Marco's infectious mania for making it through the day never failed to mesmerize everyone around him. On the subway Kate said to me, "It's like he's a personality phoenix, melting himself down from one outburst to the next and then instantly regenerating." The park was exhiliharating and Marco wasted no time in comparing it to the English Garden in Munich. He pranced up to a woman walking a labrador retriever and began quoting the first sentence of The Metamorphosis in German. Kate and Mary laughed aloud and I realized how much I had missed him. Around two o'clock we entered the subway and took the E train to the end-stop in lower Manhattan.

In the rear corner of the elevator at One World Trade Center - on the way up to the observation deck, uncomfortable and cramped behind Japanese tourists and a youth group from Mississippi whose hooded sweatshirts shared a comforting message - God Is Good: All The Time, in navy bold print - Marco told me he was considering changing jobs.

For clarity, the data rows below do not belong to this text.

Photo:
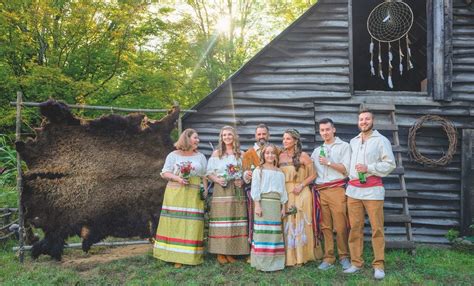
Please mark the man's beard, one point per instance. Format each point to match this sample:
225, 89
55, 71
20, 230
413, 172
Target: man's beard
368, 129
261, 142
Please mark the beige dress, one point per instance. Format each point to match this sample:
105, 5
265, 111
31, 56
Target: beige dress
298, 228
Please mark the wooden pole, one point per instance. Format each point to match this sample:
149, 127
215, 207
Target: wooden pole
19, 178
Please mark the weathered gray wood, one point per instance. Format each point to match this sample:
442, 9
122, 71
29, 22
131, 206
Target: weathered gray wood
378, 107
467, 181
434, 192
397, 218
396, 194
438, 51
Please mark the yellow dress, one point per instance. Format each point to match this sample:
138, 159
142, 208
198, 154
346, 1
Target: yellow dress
299, 236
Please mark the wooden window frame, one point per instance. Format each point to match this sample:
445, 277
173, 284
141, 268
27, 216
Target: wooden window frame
439, 14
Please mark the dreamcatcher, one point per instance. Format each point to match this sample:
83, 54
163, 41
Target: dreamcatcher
388, 22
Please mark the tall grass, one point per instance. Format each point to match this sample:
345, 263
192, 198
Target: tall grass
8, 194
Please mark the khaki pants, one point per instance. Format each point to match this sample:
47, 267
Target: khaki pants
356, 210
334, 217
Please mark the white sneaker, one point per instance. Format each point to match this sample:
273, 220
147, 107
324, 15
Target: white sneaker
352, 269
346, 263
379, 273
325, 266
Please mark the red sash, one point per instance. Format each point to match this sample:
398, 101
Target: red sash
372, 181
333, 184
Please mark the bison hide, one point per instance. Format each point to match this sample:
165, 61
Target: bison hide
94, 178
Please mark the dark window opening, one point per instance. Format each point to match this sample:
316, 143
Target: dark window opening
411, 80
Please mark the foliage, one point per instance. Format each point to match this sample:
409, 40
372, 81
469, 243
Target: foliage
432, 266
143, 54
8, 195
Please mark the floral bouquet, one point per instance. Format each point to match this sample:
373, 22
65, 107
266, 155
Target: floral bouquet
291, 211
232, 172
185, 169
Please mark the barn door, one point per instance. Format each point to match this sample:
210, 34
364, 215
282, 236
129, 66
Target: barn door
467, 180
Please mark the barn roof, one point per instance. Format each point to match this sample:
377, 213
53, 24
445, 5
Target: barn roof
216, 91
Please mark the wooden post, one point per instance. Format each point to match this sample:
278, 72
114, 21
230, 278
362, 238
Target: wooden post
19, 178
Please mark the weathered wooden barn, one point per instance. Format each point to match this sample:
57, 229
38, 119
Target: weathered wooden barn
319, 67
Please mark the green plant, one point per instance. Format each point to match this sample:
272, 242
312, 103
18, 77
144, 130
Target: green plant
8, 195
452, 234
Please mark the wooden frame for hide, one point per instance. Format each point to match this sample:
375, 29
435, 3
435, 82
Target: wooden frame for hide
21, 248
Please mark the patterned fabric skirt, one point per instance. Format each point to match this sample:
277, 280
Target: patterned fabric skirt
268, 247
299, 236
180, 233
228, 233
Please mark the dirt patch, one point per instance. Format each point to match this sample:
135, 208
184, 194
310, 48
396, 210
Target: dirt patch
104, 255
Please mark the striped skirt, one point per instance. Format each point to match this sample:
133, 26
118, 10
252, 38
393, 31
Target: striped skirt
180, 233
268, 246
228, 233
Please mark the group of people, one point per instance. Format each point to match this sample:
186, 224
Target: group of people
275, 203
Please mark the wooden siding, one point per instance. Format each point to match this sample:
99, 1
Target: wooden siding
277, 87
304, 75
463, 52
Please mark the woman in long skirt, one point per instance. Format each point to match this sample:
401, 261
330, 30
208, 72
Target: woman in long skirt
269, 196
299, 173
228, 231
180, 233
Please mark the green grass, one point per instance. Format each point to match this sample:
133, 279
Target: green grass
430, 266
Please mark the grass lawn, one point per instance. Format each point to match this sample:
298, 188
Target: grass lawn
430, 265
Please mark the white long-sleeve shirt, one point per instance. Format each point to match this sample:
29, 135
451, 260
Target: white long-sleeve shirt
267, 181
376, 152
338, 152
198, 161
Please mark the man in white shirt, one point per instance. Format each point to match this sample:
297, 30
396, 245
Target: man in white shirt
251, 160
372, 158
331, 161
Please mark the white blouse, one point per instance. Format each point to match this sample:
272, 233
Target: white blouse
270, 181
218, 166
198, 161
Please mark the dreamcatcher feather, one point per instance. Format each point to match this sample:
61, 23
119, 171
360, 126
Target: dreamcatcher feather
390, 22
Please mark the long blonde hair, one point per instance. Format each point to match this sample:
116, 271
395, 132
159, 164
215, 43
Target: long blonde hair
262, 157
235, 144
298, 146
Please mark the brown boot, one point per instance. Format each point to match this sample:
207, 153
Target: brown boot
221, 259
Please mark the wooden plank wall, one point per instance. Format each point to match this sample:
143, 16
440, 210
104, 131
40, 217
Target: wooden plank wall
434, 193
303, 76
463, 52
278, 87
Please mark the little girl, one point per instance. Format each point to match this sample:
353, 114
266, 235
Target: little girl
269, 195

"I hate it at Deutsche Bank. There are a handful of women there worth taking home, but mostly it's a den of workaholics, no sense of humor. Guys who think it's odd that I talk to my parents in Italian and watch soccer matches every other weekend in the same Midtown bar."

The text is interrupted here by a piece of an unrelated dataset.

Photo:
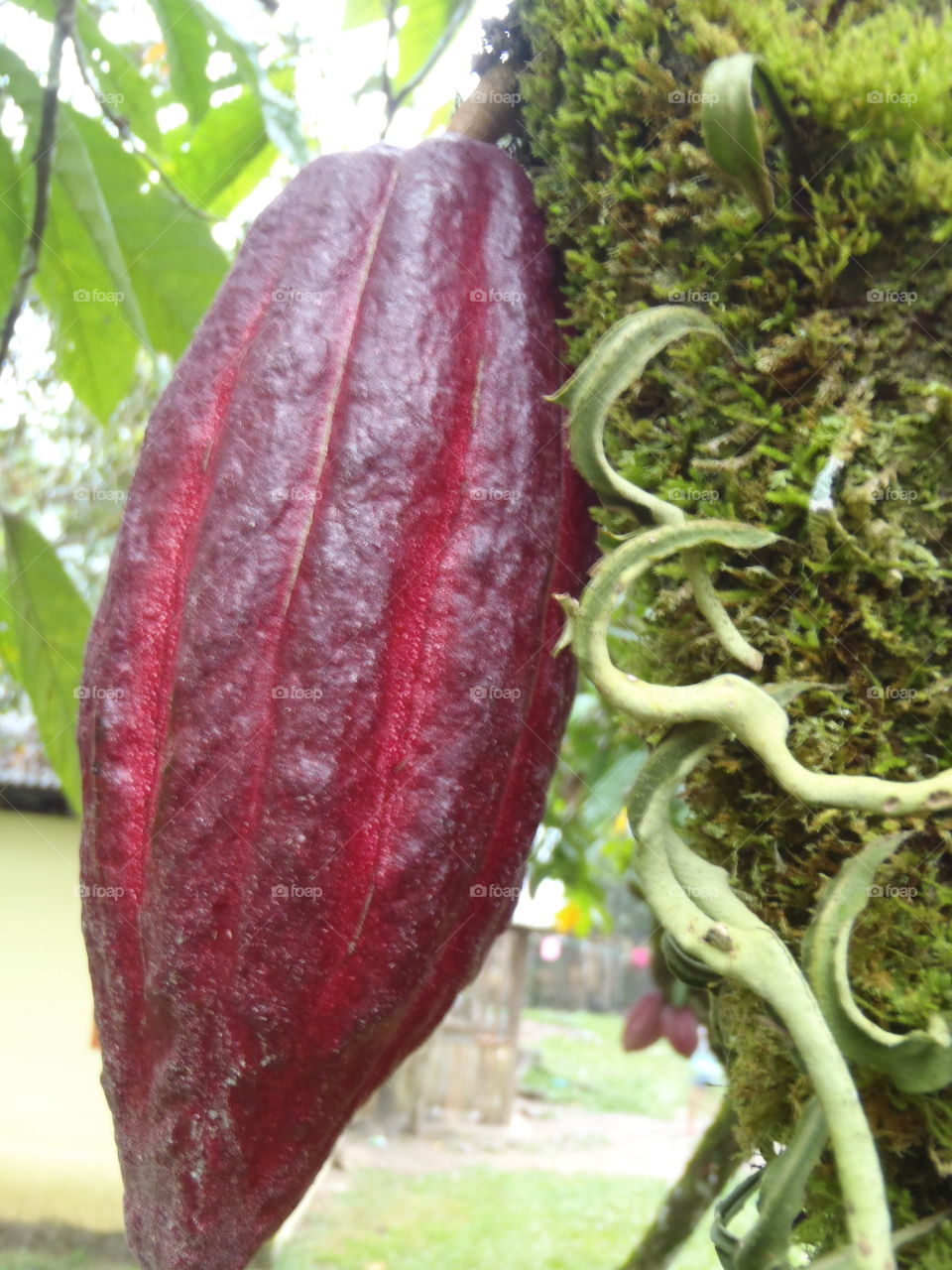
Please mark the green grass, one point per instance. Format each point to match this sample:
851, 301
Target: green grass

"What about a job in Rome? You always talked about going home, meeting some Roman woman with the crows-feet Gucci pumps and the - how did you put it exactly - 'embattled way of walking down the street?'"

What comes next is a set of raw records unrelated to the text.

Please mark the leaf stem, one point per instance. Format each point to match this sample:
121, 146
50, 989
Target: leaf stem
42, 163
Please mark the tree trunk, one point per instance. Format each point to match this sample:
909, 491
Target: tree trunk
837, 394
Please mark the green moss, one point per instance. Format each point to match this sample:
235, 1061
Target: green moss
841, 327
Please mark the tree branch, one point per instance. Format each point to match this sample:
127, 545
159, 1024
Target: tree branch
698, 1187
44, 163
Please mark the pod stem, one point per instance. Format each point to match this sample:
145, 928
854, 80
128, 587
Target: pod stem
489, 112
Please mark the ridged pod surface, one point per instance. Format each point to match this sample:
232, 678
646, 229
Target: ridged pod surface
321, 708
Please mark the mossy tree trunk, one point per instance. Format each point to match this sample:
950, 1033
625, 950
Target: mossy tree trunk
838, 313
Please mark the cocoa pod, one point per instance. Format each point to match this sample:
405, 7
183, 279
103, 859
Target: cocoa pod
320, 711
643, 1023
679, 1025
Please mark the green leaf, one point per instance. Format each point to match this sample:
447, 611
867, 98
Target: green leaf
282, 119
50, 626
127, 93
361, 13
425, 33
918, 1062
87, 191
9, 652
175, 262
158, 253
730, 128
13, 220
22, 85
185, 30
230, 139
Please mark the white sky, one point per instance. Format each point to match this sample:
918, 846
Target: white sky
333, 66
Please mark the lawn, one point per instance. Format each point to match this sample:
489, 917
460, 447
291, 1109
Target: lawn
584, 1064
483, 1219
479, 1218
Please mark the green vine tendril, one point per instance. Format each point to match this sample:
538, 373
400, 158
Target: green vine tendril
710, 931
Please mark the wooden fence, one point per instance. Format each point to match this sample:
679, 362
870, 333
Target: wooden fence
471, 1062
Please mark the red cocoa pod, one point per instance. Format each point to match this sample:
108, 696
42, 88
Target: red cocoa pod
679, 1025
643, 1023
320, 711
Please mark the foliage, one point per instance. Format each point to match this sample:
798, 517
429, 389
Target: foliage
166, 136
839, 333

His face made a smirk that said he was proud of me for keeping up.

"Believe it or not," he said, "I'll be here in two moths."

"No you won't."

"I'm serious! Remember Emanual, he graduated in my class and you met him last summer? The guy whose father owns that restaurant in Beverly Hills I was telling you about? Well he works at a hedge fund in this building on the 90th floor. We should stop and see him if we can after we're done at the top. Anyway, he said getting me a gig would be an afterthought. Imagine that view. Imagine making love to a bellisima against a window with that view in relief." He paused, and then, "Performance art, through and through! Living, writhing frescoes!"

We both cracked up and I punched him hard in the shoulder.

The elevator opened into an enclosed lobby that wound in a contiguous rectangle around the inner walls of the observation deck. We stepped through the royal blue lobby into the solid brightness outside. Marco desposited a quarter into a viewing apparatus and declared he could see my innocence shivering far away atop the roof of an apartment highrise on the Upper West Side. "Better go get it back," he joked. Of course I laughed. Kate laughed too.

And then I ran my fingertips across the small disc of metal on my coat. It felt noble and textured in the cold. Marco held Mary as they looked into the future, private futures they could weigh privately in public. He must have seen it scrawled in sunlight like a miracle on the contorted faces of steel and glass far across the island - imperfect and near, enormous and remote. New York as Fitzgerald dreamed of seeing the New World, somehow unspoiled and shimmering in possibility. Skyscrapers and ghettoes stood still below us like uncut spruce forests as the base of an Alaskan mountain.

We were anxious because we knew our lives were scattered and hiding in the shadows of streets across the city. The streets we could not see, the ones we risked never finding as each late afternoon awoke inside the belly of the next. Daylight to unfelt darkness to daylight again. The Japanese tourists didn't even try to stop the reflex - they just smiled out of an ancient biological duty. Kate's cheeks were flushed because she was cold and in love with the idea of the rest of her life feeling like it did at that moment, clear and pure and high atop the 110th story.

When the button fell, I heard it hit the concrete before I felt it was gone.